$135.00
Manufacturer: Germany, Greece, France
Treatment of type 2 diabetes in adults as an adjunct to diet and exercise: if insufficient use of the maximum tolerated dose of metformin alone is sufficient; if the use of metformin in combination with other medicines for diabetes does not provide sufficient glycemic control; if patients are already receiving treatment with the combination of emagliflosin and metformin as separate drugs. Concerning the results of a study of combinations, effects on glycemic control, and cardiovascular disease.
Description
Sindjardi (emagliflosin, metformin hydrochloride) coated tablets 12.5 mg/1000 mg. №60
Composition
active substance: empagliflozin, metformin hydrochloride;
1 tablet contains 5 mg empagliflozin and 1000 mg metformin hydrochloride or 12.5 mg empagliflozin and 1000 mg metformin hydrochloride;
Excipients:
- tablets 5 mg/1000 mg: corn starch, copovedon, colloidal anhydrous silicon dioxide, magnesium stearate, Opadry® Yellow film coat 02B220012;
the composition of the film shell Opadry® Yellow 02B220012: hypromelose 2910, macrogol 400, titanium dioxide (E 171), iron oxide yellow (E 172), talc; - tablets 12.5 mg/1000 mg: corn starch, copovedon, colloidal anhydrous silicon dioxide, magnesium stearate, Opadry® Purple 02B200006 film coat;
Opadry® Purple 02B200006 film shell composition: hypromelose 2910, macrogol 400, titanium dioxide (E 171), black iron oxide (E 172), red iron oxide (E 172), talc.
Dosage form
Film-coated tablets.
Basic physical and chemical properties:
- tablets 5 mg/1000 mg: oval, biconvex film-coated tablets, brownish yellow, debossed with the Boehringer Ingelheim symbol and “S5” on one side and engraved with “1000” on the other side;
- 12.5 mg/1000 mg tablets: oval, biconvex, film-coated tablets, purplish brown, debossed with the Boehringer Ingelheim symbol and “S12” on one side and “1000” engraved on the other side.
Pharmacological group
Medicines used in diabetes. Combination of oral hypoglycemic drugs.
Code ATX A10B D20.
Pharmacological properties
This is a combined hypoglycemic (sugar-lowering) drug. It lowers the level of glycated hemoglobin, blood glucose (after meals and on an empty stomach), increases glucose tolerance. Reduces the production of glucose in the liver, increases tissue insulin sensitivity (increases the absorption of glucose and its metabolism). It does not affect the production of insulin by the pancreas. In addition, it normalizes fat metabolism.
Indications
Sindjardi is prescribed for type II diabetes mellitus (especially in the case of concomitant obesity) when diet therapy is ineffective.
Contraindications
Sindjardi is contraindicated:
- with hypersensitivity (intolerance to the components);
- with kidney pathology or renal failure;
- with a pronounced violation of the functional state of the liver;
- in conditions accompanied by hypoxia (lack of oxygen), incl. heart and respiratory failure, in the acute phase of myocardial infarction, acute cerebrovascular accident, anemia);
- with dehydration (dehydration);
- with infectious diseases;
- with extensive operations and injuries;
- with chronic alcoholism or acute alcohol intoxication;
- with acute / chronic metabolic acidosis, including diabetic ketoacidosis, lactic acidosis;
- if you follow a low-calorie diet (less than 1000 kcal / day);
- when conducting research using radioactive isotopes of iodine;
- during pregnancy;
- children;
- when breastfeeding.
Sindjardi is prescribed with caution to children, the elderly (over 65 years old), people doing hard physical work (there is a risk of developing lactic acidosis).

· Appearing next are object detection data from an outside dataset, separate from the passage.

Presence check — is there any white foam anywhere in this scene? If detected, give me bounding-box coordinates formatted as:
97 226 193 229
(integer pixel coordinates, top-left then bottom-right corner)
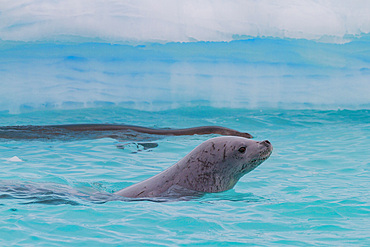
0 0 370 43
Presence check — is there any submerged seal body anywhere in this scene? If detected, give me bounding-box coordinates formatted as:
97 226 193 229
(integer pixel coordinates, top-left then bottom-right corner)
115 136 272 198
0 124 252 140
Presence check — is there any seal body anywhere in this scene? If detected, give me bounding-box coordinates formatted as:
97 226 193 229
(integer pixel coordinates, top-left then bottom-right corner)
115 136 272 198
0 124 252 141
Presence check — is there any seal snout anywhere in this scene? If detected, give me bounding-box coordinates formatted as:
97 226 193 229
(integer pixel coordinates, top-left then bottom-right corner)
261 140 272 147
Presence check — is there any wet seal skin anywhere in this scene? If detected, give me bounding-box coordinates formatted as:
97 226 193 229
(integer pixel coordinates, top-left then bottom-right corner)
115 136 273 198
0 124 253 141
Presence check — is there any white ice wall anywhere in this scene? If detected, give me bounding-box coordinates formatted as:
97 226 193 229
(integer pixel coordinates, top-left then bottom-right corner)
0 0 370 43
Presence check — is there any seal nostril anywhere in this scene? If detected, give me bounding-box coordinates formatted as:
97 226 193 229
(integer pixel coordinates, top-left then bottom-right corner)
262 140 271 147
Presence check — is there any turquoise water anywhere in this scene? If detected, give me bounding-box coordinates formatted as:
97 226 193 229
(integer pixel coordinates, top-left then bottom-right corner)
0 107 370 246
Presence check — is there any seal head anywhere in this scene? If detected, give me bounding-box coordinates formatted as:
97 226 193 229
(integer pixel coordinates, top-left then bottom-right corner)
116 136 272 198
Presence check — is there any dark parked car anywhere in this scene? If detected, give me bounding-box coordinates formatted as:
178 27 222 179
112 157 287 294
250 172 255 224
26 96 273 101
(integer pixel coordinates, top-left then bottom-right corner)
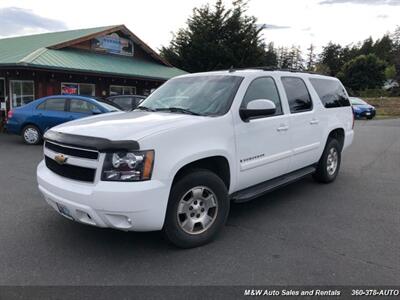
6 95 120 145
350 97 376 120
107 95 146 111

Application during pregnancy and lactation
It is not recommended to take Sindjardi during pregnancy. In the case of planning a pregnancy or an identified pregnancy, treatment should be stopped immediately and switched to insulin therapy.
Breastfeeding should be discontinued during treatment.
Method of administration and dosage
Sindjardi is administered orally (by mouth) during or after meals.
The initial dose is one tablet 2 times a day.
After 10-15 days, the dose is adjusted according to the results of the glycemic profile.
The maximum recommended dose is 3000 mg of metformin per day.
Overdose
Symptoms: the development of lactic acidosis (dryness of the tongue, mucous membranes, skin, muscle pain, chest pain, dyspeptic symptoms, rapid breathing, apathy, insomnia / drowsiness, cardiovascular failure, vomiting, abdominal pain, neurological disorders, noisy breathing, development of collapse, oligoanuria / anuria, DIC).
Treatment: symptomatic therapy, hemodialysis.
Side effects:
- Digestive disorders: lack of appetite, nausea, diarrhea / constipation, abdominal pain, vomiting.
- Metabolic disorders: lactic acidosis, B12 hypovitaminosis, megaloblastic anemia, hypoglycemia.
- Neurological disorders: taste disturbance.
- Hepatobiliary disorders: liver dysfunction, hepatitis.
- Changes in the skin, subcutaneous tissue: erythema, itching, urticaria, edema.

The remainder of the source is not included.